The prosecutor's appeal is dismissed.

Reasons

1. According to the evidence submitted by the prosecutor, the court below found the defendant not guilty of two thefts as stated in the facts charged, but erred by misapprehending the facts and affecting the conclusion of the judgment.

2. Determination

A. At around 17:00 on August 30, 2015, the Defendant: (a) opened several places of things to be stolen, open several places of things to be stolen by entering a room for membership exclusive use in Suwon-si, Suwon-si, Suwon-si, and DBing places; (b) discovered one bowling hole equivalent to KRW 307,000 in the market price owned by the victim E and one bowling hole in the market price owned by the victim F; and (c) stolen it by placing it in a prepared room.

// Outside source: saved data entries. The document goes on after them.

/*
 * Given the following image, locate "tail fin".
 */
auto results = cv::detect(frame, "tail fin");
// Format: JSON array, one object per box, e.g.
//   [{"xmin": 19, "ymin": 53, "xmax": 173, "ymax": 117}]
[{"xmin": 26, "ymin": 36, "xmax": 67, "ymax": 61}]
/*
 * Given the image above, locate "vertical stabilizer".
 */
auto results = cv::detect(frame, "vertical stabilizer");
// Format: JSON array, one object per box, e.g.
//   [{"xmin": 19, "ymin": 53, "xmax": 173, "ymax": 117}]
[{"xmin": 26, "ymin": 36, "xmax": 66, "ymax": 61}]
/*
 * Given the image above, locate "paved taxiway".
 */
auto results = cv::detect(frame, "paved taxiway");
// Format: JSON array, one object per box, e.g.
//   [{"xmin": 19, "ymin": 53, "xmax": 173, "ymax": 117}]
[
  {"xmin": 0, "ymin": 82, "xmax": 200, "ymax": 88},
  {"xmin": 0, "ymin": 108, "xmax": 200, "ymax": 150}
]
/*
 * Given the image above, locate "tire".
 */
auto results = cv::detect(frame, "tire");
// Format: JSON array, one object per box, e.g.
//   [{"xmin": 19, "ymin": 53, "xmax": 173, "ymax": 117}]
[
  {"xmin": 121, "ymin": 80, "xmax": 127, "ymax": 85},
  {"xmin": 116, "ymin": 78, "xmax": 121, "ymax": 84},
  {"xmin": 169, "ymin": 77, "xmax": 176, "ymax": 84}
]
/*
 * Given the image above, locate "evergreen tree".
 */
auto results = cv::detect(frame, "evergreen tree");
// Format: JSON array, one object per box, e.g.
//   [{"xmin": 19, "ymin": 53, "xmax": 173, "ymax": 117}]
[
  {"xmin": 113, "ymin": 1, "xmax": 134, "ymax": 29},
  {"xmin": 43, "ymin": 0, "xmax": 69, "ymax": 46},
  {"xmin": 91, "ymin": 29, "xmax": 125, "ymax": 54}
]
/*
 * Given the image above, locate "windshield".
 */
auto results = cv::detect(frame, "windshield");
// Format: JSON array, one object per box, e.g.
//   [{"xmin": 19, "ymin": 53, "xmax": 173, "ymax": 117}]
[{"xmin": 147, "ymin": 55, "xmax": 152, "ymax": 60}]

B. The lower court’s judgment 1) asserted that the Defendant, at the lower court’s court, had an employee’s permission to search for a bowling hole suitable for hand, carried a studio and used it, and brought it back again, and that there was no theft of two bowling hole. The lower court, based on the evidence duly adopted and examined by the lower court, stated the following facts: ① the Defendant’s act of opening a studio at around 15:05 on August 30, 201 (a) as well as opening a studio with a single bowling bag at around 0:15:12; ② the Defendant’s act of opening a 2ndudio at around 16:15:20 on December 30, 201; and (b) the Defendant’s act of opening a 16th studio with a 26th studio, without holding the 16th 2nd 16th studio.